Several times in the past months I’ve curled up in the comfy womb of a cinema and prepared myself for another Marvel adventure – The Winter Soldier, Days Of Future Past, previews of Guardians of the Galaxy…It doesn’t really matter which one I think of, each occasion has included an equally comfortable feeling of familiarity that every cinemagoer will recognise. We don’t know what we’re about to watch, and yet we do – and we’re OK with that.
Marvel Productions may begin each of its films with a flickering montage referencing decades of comic book stories, but actually it’s the same tale, told over and over again. We’re going to see a battle of epic proportions. It could involve epic monsters like Godzilla or epic machines like Transformers: Age Of Extinction. We don’t really mind. The unchanging variable we’re looking for is a hero we’ll hopefully admire enough to identify with. And even though this week he’ll have knives coming out of his fists, while last week he carried a shield, it will be the same hero. In fact, there are four key characteristics you can tick off in each and every successful film that will keep us coming back for his adventures again and again…
1. The hero is a lover
Hero or anti-hero, it doesn’t matter. Very early on in the film we’ll discover that his/her heart is captured by a deep and abiding love. It might be love of knowledge, country or even an ideal like freedom. This month’s animated remake of Tarzan introduces us to the most enduring love of all, that of one heart for another. From the day the animal-child heir to the Greystoke business empire saves Jane Porter from a viper’s bite, we know he is smitten for life. Of course that love can be complicated too, like that between Jupiter Jones and her genetically engineered bodyguard Caine Wise in July’s sci-fi opera Jupiter Ascending. But the important thing is that the hero can be trusted because they understand that most basic of human feelings.
2. The hero is challenged
Every hero faces a moment where the safety of their love comes into question, and the depth of that threat will ultimately measure the height of their triumph. This month will see the release of How To Train Your Dragon 2 and the return of Hiccup, the inept Viking boy who befriended the wounded Night Fury, Toothless.

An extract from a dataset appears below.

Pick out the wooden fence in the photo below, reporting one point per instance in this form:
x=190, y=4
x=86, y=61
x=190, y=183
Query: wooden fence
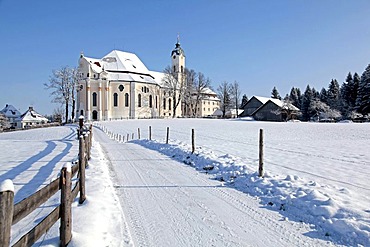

In the first film the matched pair had to defeat a monstrous dragon to save their village; in the sequel it’s the reaver Drago Bludvist who threatens to enslave their scaly friends. In reality is doesn’t matter whether it’s Godzilla’s flying lizard menacing Lieutenant Ford Brody, or the Guardians Of The Galaxy overcoming their own shortcomings. There will be an obstacle to overcome and that triumph will come at a price…
3. The hero sacrifices
A point will arrive in the film where all of the hero’s weapons, skills and pluck will fail him. In order to save his love he will have to sacrifice himself. In April’s Captain America: The Winter Soldier the title hero allows himself to be beaten to a pulp by the brain-washed Bucky in order to convince him of his undying friendship. In July’s Dawn Of The Planet Of The Apes the genetically advanced primate Caesar will put his life on the line for his nation of simian followers. Of course it’s not always physical death that threatens. Death of a career, respect or a dream will suffice. But whatever death the hero ends up confronting, it will represent the end of a way of life, the end of happiness, the end of hope. Death is the ultimate villain because Death is the ultimate full stop.
4. The hero rises again
But have you ever wondered about the fact that, as a species, we’re not content to leave it there? Hollywood tried to make Death attractive in the evolution-driven movie Creation but it was a flop. We can’t accept that the final curtain should come down with the hero in the grave. We hunger for a resurrection moment, and most films oblige. Last month Wolverine managed to survive death in both the past and the future. Meantime in a neighbouring cinema Lego hero Emmet was flinging himself off the edge of the universe, only to return from the ‘real world’ courtesy of ‘The Man Upstairs’. This is the resurrection moment, and the best ones the big screen has to offer are those that benefit more than just the hero. Indiana Jones climbs back over the cliff to save Willie Scott; Gandalf returns from the beyond to rescue Middle Earth. It’s not enough for the hero to defeat Death. We expect their return will have positive implications for everyone associated with them.
Sound familiar? The stories that we entertain ourselves with are not just ways to wile away the hours. For thousands of years the humble story has been the preferred method for passing on truths that cut under ethnic and cultural differences. These story truths resonate with audiences all over the planet because they reflect the God who made us all, and who designed us to be part of a much larger tale. If you like, the best elements of the stories we tell each other today are the thousand fractured pieces of a mirror that reflects the greatest story every told – not the George Stevens classic, but the great story of God’s redemption of the world through Jesus Christ.
If all creation, “… waits in eager expectation for the children of God to be revealed,” and longs for its liberation, “…from its bondage to decay,” is it any wonder that all culture in some way echoes that longing? Admittedly Emmet dying and rising to save his friends from Lord Business is a pretty dull reflection of the life offered to the world through Jesus’ resurrection. But the real wonder is not that we regularly see heroes rising to defeat death but that, in the wake of that one history-changing resurrection, we still refuse to see the real hero they’re pointing us back to.